Drugą część koncertu poprzedził fragment filmu Paderewski – człowiek czynu, sukcesu i sławy z udziałem generała Edwarda Rownego rodem z Mazowsza – doradcy pięciu prezydentów USA, działającego na rzecz Polski. Tę część muzyczną wypełniły utwory: Sofiji Gubajduliny, Mikołaja Majkusiaka, Ignacego Jana Paderewskiego i Manuela de Falli. Najpierw Klaudiusz Baran, Wojciech Koprowski i Tomasz Strahl zagrali Silenzio na akordeon, skrzypce i wiolonczelę Gubajduliny. Następnie Koprowski z Baranem wykonali Sonatę na skrzypce i akordeon Majkusiaka (laureata nagrody ZAiKS-u dla najlepszego kompozytora młodego pokolenia – Fryderyki 2020). Z repertuaru patrona Festiwalu zabrzmiała Melodia nr 2 z cyklu Miscellanea w opracowaniu na akordeon i wiolonczelę. Kameralistykę z udziałem akordeonu zakończyła ognista Suita pieśni hiszpańskich de Falli w opracowaniu Klaudiusza Barana, która rozgrzała emocje i publiczność nie pozwoliła opuścić muzykom sceny bez bisu.

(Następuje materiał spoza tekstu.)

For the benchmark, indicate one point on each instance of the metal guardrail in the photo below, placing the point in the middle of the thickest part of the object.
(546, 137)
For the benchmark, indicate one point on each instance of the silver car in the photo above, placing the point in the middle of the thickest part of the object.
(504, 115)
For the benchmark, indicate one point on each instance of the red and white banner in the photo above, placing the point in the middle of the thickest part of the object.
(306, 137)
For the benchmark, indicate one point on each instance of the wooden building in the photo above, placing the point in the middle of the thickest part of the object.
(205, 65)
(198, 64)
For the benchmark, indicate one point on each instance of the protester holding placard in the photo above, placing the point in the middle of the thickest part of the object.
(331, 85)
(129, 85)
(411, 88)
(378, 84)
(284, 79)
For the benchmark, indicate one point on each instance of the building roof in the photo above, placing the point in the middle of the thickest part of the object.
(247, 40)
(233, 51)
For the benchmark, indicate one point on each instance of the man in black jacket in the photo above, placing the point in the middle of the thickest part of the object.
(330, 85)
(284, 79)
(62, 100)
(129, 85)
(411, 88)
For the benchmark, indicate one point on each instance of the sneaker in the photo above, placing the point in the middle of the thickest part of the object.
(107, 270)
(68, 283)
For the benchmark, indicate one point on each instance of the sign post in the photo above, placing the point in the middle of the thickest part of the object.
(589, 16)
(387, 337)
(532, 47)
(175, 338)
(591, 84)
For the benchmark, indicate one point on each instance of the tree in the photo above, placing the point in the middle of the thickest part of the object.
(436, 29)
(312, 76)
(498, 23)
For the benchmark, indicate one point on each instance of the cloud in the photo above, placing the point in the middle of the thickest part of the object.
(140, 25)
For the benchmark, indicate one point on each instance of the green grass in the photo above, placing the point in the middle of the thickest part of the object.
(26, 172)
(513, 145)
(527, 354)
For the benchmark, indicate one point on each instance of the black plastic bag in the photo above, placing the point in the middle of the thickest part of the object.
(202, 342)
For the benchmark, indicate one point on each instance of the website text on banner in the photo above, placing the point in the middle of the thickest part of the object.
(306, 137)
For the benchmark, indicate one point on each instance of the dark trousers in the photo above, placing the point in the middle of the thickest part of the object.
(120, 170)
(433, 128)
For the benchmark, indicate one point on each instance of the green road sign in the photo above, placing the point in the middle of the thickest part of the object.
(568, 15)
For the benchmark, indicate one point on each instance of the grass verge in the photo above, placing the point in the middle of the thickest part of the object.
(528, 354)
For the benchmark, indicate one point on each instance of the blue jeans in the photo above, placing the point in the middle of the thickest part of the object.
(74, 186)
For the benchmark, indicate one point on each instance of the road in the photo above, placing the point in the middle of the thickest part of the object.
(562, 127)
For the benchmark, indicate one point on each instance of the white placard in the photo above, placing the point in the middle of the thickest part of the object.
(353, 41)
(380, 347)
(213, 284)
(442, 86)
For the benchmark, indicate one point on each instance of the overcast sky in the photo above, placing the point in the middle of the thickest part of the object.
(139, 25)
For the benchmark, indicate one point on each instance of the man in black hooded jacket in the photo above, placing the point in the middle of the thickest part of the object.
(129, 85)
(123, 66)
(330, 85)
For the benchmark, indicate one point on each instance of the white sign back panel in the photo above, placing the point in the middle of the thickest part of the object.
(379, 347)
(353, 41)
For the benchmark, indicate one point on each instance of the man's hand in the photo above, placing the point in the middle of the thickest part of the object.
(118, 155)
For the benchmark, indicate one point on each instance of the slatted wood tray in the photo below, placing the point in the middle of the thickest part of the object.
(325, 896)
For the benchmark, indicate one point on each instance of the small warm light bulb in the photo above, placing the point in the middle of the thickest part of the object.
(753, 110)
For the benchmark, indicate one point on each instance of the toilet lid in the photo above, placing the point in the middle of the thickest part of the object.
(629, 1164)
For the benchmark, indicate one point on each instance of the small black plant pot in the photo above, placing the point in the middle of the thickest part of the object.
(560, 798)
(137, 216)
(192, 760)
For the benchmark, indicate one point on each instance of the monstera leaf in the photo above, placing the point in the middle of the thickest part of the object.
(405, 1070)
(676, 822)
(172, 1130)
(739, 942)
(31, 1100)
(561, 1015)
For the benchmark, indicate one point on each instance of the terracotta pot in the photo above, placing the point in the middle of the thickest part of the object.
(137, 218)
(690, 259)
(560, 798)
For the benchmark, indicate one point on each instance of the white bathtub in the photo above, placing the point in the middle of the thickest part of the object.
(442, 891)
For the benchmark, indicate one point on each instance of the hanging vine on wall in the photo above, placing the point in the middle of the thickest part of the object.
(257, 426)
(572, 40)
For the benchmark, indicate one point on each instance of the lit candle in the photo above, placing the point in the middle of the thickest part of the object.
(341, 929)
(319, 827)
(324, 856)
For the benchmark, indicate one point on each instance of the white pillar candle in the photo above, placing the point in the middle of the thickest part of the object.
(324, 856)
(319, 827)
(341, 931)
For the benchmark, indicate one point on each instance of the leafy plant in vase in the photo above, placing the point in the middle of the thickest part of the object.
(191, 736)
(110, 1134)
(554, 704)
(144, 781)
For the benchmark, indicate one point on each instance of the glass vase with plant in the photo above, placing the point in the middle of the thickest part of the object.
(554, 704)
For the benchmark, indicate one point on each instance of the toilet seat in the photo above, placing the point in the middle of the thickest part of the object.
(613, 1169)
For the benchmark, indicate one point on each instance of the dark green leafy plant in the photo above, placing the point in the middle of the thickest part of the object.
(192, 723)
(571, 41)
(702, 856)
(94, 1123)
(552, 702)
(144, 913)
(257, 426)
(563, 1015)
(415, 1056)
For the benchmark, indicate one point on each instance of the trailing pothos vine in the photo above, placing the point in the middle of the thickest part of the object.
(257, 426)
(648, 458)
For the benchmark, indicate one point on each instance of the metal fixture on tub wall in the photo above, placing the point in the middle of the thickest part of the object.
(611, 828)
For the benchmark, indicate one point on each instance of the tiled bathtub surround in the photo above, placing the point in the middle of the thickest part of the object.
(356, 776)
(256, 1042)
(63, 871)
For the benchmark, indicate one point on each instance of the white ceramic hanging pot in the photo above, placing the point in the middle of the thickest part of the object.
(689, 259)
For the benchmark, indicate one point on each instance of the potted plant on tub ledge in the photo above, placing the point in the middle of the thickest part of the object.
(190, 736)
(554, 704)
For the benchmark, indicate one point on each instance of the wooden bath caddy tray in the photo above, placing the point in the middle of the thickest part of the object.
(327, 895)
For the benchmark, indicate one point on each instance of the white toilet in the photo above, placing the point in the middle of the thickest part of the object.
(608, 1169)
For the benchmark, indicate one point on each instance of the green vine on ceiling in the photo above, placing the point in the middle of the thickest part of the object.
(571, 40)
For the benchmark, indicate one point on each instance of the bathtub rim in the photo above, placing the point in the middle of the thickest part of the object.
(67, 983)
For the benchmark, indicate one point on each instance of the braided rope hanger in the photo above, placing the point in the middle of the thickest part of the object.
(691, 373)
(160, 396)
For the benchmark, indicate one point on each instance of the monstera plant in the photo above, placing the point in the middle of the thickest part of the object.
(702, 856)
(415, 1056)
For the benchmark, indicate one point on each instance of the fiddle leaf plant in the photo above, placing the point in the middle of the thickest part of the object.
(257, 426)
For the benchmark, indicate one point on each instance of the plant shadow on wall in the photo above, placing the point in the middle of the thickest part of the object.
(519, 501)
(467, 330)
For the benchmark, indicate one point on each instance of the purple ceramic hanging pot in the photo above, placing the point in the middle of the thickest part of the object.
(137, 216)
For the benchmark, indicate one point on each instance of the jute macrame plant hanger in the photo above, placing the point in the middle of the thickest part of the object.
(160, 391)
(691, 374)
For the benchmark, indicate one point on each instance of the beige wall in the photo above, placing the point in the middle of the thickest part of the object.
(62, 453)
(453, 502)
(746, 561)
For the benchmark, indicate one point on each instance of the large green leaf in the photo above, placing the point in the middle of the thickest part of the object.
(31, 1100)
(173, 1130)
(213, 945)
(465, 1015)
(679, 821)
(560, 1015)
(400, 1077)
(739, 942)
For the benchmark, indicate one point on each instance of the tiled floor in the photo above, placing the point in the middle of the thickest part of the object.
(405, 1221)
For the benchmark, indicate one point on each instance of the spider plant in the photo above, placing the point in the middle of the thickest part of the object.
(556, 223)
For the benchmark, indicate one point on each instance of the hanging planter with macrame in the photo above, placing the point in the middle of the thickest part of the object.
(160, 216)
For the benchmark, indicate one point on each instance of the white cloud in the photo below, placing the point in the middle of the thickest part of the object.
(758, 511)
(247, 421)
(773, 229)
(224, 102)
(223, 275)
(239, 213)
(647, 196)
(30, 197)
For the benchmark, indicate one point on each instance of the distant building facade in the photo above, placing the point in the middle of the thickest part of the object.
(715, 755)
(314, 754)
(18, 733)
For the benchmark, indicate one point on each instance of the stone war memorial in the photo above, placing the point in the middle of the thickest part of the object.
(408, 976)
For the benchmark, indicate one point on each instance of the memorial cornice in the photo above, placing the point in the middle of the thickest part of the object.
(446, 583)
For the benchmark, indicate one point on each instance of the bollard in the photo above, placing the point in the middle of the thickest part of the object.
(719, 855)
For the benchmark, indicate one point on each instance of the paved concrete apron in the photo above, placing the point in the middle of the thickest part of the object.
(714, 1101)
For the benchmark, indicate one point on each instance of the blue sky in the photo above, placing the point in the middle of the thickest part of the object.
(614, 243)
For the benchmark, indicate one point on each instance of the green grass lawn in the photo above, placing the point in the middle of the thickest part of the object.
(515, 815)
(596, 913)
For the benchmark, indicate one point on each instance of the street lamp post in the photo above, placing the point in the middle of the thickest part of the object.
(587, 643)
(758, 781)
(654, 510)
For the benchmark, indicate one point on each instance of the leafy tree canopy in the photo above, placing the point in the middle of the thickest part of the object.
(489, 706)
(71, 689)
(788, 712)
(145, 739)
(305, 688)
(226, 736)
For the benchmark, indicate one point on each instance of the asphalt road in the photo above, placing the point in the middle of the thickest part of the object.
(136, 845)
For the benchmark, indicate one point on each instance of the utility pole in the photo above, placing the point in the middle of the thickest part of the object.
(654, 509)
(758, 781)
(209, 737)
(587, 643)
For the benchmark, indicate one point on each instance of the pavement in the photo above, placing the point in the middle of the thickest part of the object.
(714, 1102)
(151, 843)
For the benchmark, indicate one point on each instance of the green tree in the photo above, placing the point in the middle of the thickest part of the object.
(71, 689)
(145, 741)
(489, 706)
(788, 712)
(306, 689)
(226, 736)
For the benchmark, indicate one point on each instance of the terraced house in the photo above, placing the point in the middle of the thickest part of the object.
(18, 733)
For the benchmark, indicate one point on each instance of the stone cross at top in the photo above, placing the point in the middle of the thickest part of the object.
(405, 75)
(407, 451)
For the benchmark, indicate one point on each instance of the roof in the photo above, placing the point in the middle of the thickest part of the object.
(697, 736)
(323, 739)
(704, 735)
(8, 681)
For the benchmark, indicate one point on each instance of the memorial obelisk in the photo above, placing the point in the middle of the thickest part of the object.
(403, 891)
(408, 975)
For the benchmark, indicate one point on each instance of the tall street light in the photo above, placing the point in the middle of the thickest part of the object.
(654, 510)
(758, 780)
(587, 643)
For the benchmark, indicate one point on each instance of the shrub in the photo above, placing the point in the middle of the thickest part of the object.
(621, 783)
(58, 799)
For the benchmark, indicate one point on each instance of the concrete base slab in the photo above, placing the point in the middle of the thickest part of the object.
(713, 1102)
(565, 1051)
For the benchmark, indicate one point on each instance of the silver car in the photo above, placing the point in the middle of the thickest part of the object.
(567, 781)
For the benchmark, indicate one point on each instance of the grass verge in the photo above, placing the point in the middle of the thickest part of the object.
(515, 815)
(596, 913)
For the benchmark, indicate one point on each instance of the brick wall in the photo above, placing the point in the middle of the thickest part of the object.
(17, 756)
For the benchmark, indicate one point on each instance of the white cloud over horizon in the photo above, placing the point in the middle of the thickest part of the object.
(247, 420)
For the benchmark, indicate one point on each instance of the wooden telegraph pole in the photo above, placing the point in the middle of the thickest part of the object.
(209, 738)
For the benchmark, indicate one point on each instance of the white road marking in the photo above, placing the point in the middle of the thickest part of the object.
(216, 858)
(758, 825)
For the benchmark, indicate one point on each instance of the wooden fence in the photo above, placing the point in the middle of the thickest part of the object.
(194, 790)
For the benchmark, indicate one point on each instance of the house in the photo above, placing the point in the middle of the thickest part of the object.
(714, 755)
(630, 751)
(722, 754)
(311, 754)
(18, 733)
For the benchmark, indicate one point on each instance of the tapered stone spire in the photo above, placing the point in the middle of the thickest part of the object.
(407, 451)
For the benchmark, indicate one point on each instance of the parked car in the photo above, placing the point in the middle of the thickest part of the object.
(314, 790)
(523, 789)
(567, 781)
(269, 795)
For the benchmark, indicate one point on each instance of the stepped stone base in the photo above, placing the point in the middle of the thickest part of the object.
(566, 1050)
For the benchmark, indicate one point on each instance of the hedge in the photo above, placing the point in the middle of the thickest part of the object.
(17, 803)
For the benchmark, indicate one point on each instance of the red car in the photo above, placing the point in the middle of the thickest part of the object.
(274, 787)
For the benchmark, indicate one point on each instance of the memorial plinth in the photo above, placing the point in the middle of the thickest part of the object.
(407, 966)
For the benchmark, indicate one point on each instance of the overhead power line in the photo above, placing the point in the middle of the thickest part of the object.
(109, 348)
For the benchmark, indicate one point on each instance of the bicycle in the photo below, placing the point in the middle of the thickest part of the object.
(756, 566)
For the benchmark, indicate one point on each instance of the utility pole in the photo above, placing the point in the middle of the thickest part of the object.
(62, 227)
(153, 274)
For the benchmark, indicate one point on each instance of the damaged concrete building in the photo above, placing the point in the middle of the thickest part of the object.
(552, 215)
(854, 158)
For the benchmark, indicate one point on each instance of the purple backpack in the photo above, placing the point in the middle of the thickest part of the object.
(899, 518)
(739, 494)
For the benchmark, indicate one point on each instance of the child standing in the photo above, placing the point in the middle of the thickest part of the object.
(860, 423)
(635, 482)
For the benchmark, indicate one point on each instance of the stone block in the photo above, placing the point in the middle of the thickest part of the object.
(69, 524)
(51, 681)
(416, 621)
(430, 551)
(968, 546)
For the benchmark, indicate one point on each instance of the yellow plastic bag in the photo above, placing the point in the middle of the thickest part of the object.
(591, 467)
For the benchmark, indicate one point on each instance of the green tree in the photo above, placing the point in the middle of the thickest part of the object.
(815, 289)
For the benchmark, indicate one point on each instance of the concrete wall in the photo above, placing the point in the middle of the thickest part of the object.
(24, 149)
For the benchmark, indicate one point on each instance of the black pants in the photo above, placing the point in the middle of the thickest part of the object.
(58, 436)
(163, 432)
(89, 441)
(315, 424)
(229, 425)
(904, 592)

VIII Festiwal I.J. Paderewskiego potrwa do 13 listopada 2021. Zwieńczy go w Promie Kultury Saska Kępa koncert Paderewski – Jazz – Inspiracje. Wystąpią Dorota Miśkiewicz i Atom String Quartet (Dawid Lubowicz, Mateusz Smoczyński, Michał Zaborski, Krzysztof Leczowski). Program wypełnią: Album «Tatrzańskie» nr 2 Paderewskiego, utwory Chopina, Komedy, „Dudusia” Matuszkiewicza, Seiferta oraz wykonawców.
Temu koncertowi będzie towarzyszyć prezentacja etiud filmowych poświęconych Paderewskiemu, zrealizowanych przez studentów z Pracowni Obrazowania dla Mediow, prowadzonej przez dr Katarzynę Stanny w warszawskiej ASP.